Start by simplifying. First use DeMorgan’s Theorem, i.e. (C!B!)=(C+B)!. Then use X!!=X to reduce to (A!B!)(C+B). Then distribute (or multiply through) to get A!B!C + A!B!B. Because B!B will always be zero you can simplify further to A!B!C. This should simplify the procedure of developing the logic diagram and truth table. Use the methods listed above for these.

Hope this helps.

5. jabu Says:

can i please be helped how do we draw up the truth tabble from odd amounts of 1’s appear on three inputs to the logic circuit

Begin by copying down all possible states. If there are three inputs then you’ll have 2^3=8 possible states. Now the output column will be a one if there are either one input or three inputs that are on. You should find four different outputs that are a 1. Hope that helps.

6. grace Says:

please help me solve this problem!!! give the logic circuit diagram and complete true table of : a.) F=x’ y+y z’ (x y z) b.) G=a c+ b’ c+ a’ b

On part a: when you multiply the first term through you get F=x’y + xyyzz’. By definition zz’=0 and the second term in the equation will always be zero so it simplifies to F = x’y + 0 = x’y. Using the simplified equation, obtain the table and circuit using the methods on the website. When it comes to the truth table you’ll need a column for z but its value will not impact the outcome (F). However, be careful… as your teacher may prefer you not simplify this in the way I did above. For part b, it should be relatively simple to use the methods on the website to get the table and circuit as this equation does not simplify easily. You’ll end up with two NOTs, three ANDs, and two ORs.

7. rhinofluffalus Says:

how do you convert: truth table–>boolean equation–>logic circuit diagram if there is more than one output(y)?

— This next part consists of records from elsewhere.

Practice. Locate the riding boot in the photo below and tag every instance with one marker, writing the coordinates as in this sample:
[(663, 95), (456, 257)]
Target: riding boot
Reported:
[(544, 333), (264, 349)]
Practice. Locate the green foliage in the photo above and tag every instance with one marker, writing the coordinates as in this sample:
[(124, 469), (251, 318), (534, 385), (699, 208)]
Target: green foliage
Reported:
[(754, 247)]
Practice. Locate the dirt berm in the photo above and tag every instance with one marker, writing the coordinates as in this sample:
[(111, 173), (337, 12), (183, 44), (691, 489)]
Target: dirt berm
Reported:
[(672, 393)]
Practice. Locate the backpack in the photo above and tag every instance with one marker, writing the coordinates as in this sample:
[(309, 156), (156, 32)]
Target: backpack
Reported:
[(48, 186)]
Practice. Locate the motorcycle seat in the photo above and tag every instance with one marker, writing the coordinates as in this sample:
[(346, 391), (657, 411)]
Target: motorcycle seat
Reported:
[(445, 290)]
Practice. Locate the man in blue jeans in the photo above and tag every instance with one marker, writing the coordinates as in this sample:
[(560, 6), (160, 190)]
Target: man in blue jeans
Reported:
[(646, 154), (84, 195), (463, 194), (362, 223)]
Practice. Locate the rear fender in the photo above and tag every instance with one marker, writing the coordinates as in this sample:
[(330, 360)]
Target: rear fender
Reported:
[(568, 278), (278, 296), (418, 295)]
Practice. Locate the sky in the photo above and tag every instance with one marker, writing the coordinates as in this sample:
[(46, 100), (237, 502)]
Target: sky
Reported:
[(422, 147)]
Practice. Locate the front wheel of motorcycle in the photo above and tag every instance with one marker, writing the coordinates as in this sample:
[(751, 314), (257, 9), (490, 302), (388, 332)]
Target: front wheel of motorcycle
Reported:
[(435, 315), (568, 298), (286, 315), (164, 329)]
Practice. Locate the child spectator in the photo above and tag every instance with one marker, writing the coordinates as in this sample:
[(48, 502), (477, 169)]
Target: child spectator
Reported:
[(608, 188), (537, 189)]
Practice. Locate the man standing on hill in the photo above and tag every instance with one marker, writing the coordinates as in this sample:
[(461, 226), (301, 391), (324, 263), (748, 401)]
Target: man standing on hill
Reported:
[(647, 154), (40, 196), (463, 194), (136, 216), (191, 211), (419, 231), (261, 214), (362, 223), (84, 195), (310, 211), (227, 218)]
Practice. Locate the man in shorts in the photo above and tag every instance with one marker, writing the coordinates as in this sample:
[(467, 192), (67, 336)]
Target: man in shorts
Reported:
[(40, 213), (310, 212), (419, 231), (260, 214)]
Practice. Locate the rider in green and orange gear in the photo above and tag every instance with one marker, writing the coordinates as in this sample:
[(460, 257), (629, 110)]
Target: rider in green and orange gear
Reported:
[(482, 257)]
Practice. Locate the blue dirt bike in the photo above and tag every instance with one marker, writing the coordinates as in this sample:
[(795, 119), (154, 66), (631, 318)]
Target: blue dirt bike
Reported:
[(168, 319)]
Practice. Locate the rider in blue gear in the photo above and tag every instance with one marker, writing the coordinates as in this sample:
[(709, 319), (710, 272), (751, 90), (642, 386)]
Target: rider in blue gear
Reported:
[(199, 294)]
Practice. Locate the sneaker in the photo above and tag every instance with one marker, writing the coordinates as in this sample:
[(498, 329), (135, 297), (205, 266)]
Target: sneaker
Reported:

Consider them as completely separate problems each with their own singular outputs. So you’ll have one equation for each output and one diagram for each output. However, sometimes the logic diagrams can be simplified. For example if both equations contain the term AB’C then the circuit for that term could be drawn once and the output of that AND gate could be conected to two places, one in each diagram.

8. RICHARD Says:

HOW I CAN SIMPLIFY !A!B!C+!A!BC+A!BC+A!B!C+A!BC+ABC AND MAKE A CIRCUIT DIAGRAM? CAN YOU ANSWER THIS FOR ME?

Richard,
Begin by factoring out !A!B from the first two terms to get !A!B(!C+C). Factor each of the remaining two sets of terms to arrive at similar results. You should now have three terms !A!B(!C+C) + … + … Remember that (!X+X) = 1 so the first piece simplifies to !A!B. After simplifying you’ll have !A!B + … + …, follow TOPIC 8 on my page to arrive at the diagram. Complete the NOTs(!) first then the ANDs and then the OR. You’ll end up with two NOT gates, three (two-input) AND gates, and one (three-input) OR gate.

Good Luck,

9. richard Says:

how it happens that (!x+x)=1?
in your topic 8 how about there is a nand’s, nor’s,exor’s, & exnor’s gate what is the order of operation?